Incidence rates of hip fracture were measured in two separate periods with the objective of improving reliability in the analysis of trends and ascertain development at the end of a 10-year period. This also avoids the influence of years that show exceptional trends, as happened with the standardized rate in the years 1997–2000 in both male and female groups. We have insufficient data to properly assess if the change in trends in those years is due to a transient change or other factors affecting the register of hip fractures.

When comparing both periods, crude incidence rate shows a remarkable increase in the second period. An average annual growth rate of 2.3 % is shown in men and 1.4 % in women. When population adjusted, there is a 3.7 % increase in men in the period (0.4 % average yearly), whereas women show a drop of 1.9 % (0.2 % average yearly).

The trend of hip fracture according to age groups and gender is clearly downward in women 65 to 80 years old.

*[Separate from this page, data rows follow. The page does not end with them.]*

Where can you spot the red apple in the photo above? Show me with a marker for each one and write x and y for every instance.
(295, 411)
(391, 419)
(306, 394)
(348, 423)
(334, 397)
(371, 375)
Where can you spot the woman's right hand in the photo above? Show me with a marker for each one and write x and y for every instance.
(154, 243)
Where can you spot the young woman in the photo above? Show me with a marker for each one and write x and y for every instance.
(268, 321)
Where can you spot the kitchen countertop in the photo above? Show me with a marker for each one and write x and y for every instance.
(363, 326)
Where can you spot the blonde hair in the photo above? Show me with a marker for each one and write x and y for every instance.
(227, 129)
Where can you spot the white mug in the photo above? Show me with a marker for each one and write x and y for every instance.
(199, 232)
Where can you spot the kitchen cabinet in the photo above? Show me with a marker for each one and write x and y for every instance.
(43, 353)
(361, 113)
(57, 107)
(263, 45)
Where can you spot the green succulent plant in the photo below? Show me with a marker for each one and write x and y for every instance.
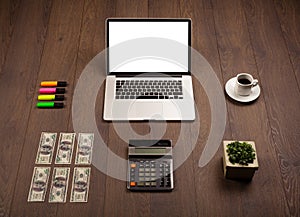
(240, 152)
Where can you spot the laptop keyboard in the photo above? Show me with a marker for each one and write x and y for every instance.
(149, 89)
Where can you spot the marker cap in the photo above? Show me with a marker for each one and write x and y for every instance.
(53, 83)
(50, 105)
(51, 97)
(52, 90)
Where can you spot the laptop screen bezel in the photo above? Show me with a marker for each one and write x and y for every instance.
(108, 20)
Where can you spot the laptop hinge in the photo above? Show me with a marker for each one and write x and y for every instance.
(147, 75)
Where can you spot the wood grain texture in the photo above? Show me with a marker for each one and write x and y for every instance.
(43, 40)
(288, 13)
(281, 93)
(20, 70)
(236, 55)
(58, 63)
(8, 15)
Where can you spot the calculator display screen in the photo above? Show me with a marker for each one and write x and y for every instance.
(150, 150)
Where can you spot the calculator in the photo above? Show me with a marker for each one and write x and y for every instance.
(150, 165)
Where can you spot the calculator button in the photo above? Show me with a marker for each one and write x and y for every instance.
(140, 184)
(153, 183)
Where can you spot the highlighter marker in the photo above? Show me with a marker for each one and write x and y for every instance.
(51, 97)
(50, 105)
(53, 83)
(52, 90)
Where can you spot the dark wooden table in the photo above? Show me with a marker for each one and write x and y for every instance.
(42, 40)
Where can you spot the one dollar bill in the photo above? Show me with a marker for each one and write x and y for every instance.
(80, 184)
(84, 148)
(46, 148)
(59, 185)
(39, 182)
(65, 148)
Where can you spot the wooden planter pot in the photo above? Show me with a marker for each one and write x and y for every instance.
(237, 171)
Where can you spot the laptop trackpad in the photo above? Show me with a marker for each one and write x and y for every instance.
(147, 110)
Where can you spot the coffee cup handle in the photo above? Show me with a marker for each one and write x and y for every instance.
(254, 82)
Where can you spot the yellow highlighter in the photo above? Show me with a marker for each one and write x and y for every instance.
(53, 83)
(51, 97)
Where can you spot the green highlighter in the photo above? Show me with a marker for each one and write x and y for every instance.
(50, 105)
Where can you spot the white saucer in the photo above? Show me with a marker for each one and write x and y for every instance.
(229, 88)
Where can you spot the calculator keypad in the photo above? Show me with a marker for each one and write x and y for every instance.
(150, 174)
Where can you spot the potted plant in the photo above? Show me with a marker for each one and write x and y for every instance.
(240, 159)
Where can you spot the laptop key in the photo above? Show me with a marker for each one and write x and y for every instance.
(147, 97)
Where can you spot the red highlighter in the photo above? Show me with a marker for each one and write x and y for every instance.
(52, 90)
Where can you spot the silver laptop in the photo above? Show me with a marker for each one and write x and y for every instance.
(148, 70)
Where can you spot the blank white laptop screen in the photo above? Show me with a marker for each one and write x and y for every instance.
(143, 46)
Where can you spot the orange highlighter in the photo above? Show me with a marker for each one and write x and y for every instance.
(53, 83)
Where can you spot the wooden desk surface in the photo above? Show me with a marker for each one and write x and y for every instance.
(42, 40)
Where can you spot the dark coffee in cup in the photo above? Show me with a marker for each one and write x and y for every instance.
(244, 84)
(244, 81)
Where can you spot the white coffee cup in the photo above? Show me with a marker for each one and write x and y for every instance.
(244, 83)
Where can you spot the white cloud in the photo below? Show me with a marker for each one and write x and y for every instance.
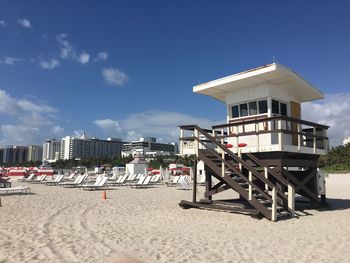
(114, 77)
(66, 48)
(57, 130)
(18, 134)
(101, 56)
(334, 111)
(24, 22)
(68, 51)
(160, 124)
(10, 60)
(26, 121)
(84, 58)
(49, 64)
(109, 126)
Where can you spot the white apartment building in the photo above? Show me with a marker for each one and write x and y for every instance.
(34, 153)
(85, 148)
(51, 150)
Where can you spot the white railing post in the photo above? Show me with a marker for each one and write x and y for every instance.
(239, 156)
(291, 199)
(181, 142)
(257, 137)
(250, 194)
(325, 142)
(222, 154)
(299, 136)
(267, 177)
(280, 135)
(196, 142)
(314, 138)
(274, 204)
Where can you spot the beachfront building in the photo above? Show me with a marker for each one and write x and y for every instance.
(89, 148)
(51, 150)
(264, 152)
(13, 154)
(148, 146)
(137, 166)
(35, 153)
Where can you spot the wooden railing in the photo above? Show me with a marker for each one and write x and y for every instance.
(303, 133)
(201, 137)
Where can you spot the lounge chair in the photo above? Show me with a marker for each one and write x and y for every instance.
(57, 180)
(16, 190)
(76, 183)
(38, 180)
(70, 177)
(139, 176)
(92, 183)
(29, 178)
(173, 182)
(98, 185)
(155, 179)
(139, 182)
(201, 180)
(183, 183)
(120, 181)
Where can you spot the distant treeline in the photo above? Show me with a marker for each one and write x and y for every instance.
(337, 159)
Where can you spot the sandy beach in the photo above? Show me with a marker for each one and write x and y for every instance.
(70, 225)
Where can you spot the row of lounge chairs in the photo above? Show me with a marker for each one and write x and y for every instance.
(102, 181)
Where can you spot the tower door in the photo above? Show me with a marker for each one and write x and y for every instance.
(295, 113)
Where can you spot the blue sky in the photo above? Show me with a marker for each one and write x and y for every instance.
(126, 68)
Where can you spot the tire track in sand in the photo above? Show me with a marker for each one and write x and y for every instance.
(48, 232)
(85, 225)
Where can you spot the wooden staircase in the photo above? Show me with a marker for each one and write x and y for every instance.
(263, 190)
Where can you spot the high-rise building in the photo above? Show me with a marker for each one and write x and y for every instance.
(35, 153)
(51, 150)
(84, 148)
(148, 146)
(14, 154)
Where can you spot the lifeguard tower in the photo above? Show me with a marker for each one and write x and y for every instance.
(265, 152)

The 80–84-year-old group has remained more or less the same. However, there is a significant increase in the 85-year-old groups. Moreover, the differences between the oldest and the youngest groups are rising in men from 3.3-fold to sixfold from 1997 to 2010. Nonetheless, in women, they decrease from eightfold to twofold. These changes may be due to population variations.

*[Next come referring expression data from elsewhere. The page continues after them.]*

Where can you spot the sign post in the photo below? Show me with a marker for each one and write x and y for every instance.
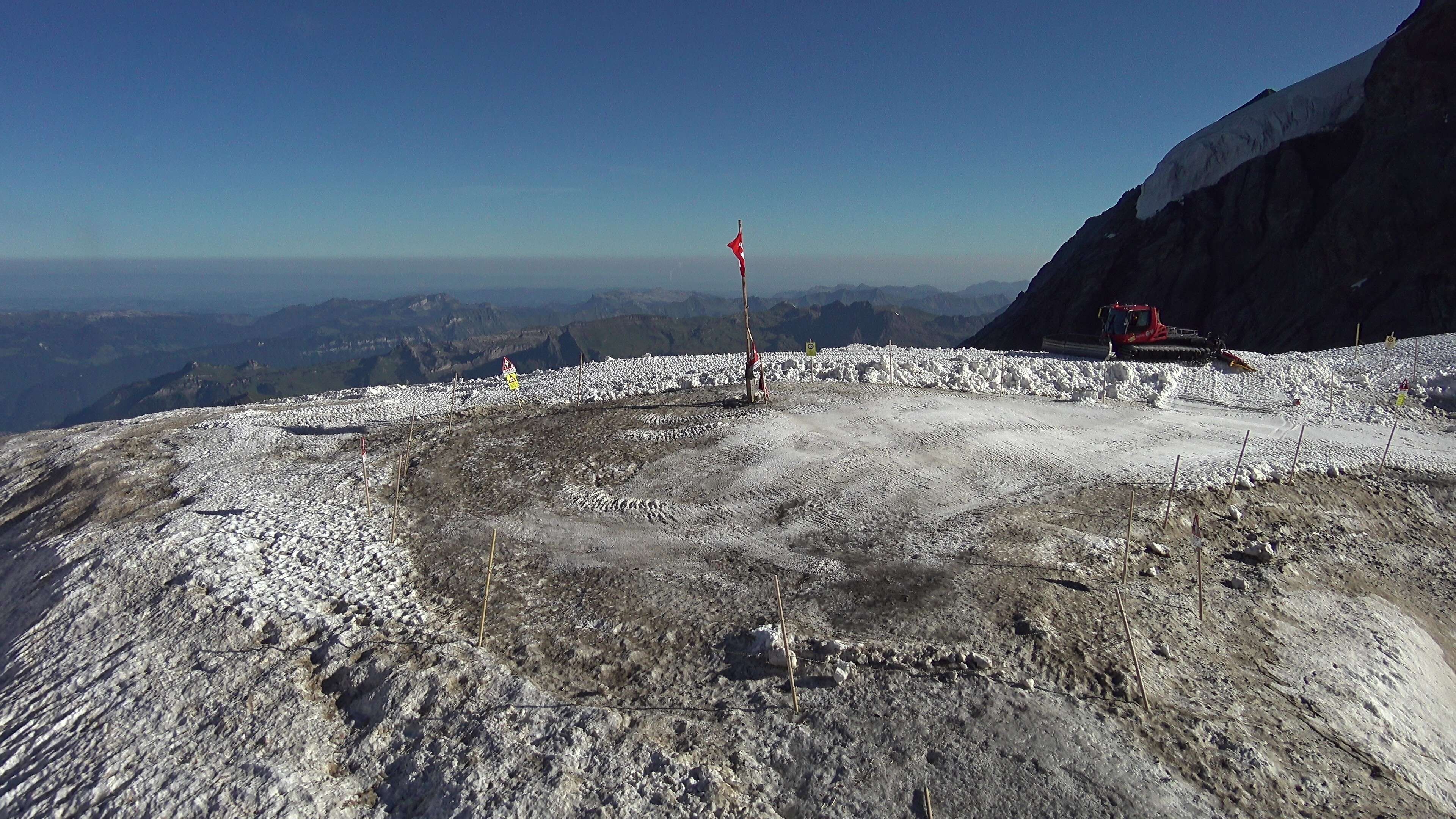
(509, 371)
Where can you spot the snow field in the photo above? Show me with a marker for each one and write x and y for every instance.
(298, 540)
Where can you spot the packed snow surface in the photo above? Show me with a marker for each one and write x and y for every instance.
(273, 532)
(1308, 107)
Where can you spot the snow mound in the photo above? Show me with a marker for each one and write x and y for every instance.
(1308, 107)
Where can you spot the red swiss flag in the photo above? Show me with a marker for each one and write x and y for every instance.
(737, 250)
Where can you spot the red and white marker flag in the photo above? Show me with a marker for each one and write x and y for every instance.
(737, 250)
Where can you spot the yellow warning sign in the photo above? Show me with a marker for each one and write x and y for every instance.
(509, 371)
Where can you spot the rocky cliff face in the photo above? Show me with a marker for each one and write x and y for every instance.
(1296, 245)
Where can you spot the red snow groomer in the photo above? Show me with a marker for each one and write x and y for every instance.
(1135, 331)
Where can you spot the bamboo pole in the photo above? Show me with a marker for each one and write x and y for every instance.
(1171, 489)
(1138, 667)
(1388, 442)
(394, 519)
(410, 444)
(788, 655)
(369, 508)
(1128, 543)
(1197, 544)
(1298, 445)
(490, 569)
(1235, 479)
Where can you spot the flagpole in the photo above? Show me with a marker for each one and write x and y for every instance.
(747, 334)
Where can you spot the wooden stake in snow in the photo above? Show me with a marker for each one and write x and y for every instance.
(1197, 547)
(410, 444)
(364, 471)
(1388, 442)
(1299, 444)
(490, 569)
(1235, 479)
(747, 334)
(400, 473)
(1128, 544)
(788, 655)
(1171, 489)
(1138, 667)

In men, between 80 and 84 years old and in those of 85 years old or more incidences rise markedly by 10 and 7.2 %, respectively. The drop in the incidence in the younger groups, especially in women, has also been observed in other recent studies and it comes together with a rise in the average age of hip fracture [28]. Nonetheless, our results differ from other studies published in Spain. The reasons for a different incidence rate may be either a shorter studied period [15] or data coming from a different data source or just studying one region [22, 23].

Another innovative approach of the present study is the analysis of mortality rate and that takes into account the increase in the percentage of elderly people in the same period. In the period studied, the mortality rate dropped remarkably in men and women (22.4 and 22.3 %). The percentage of people 75 years old or more is higher in the second period, 30.1 % in men, and 25.2 % in women. These two factors contribute to the aging of the population and as a result to the rise in the crude hip fracture incidence in men 80 years old or more and women 84 years old or more.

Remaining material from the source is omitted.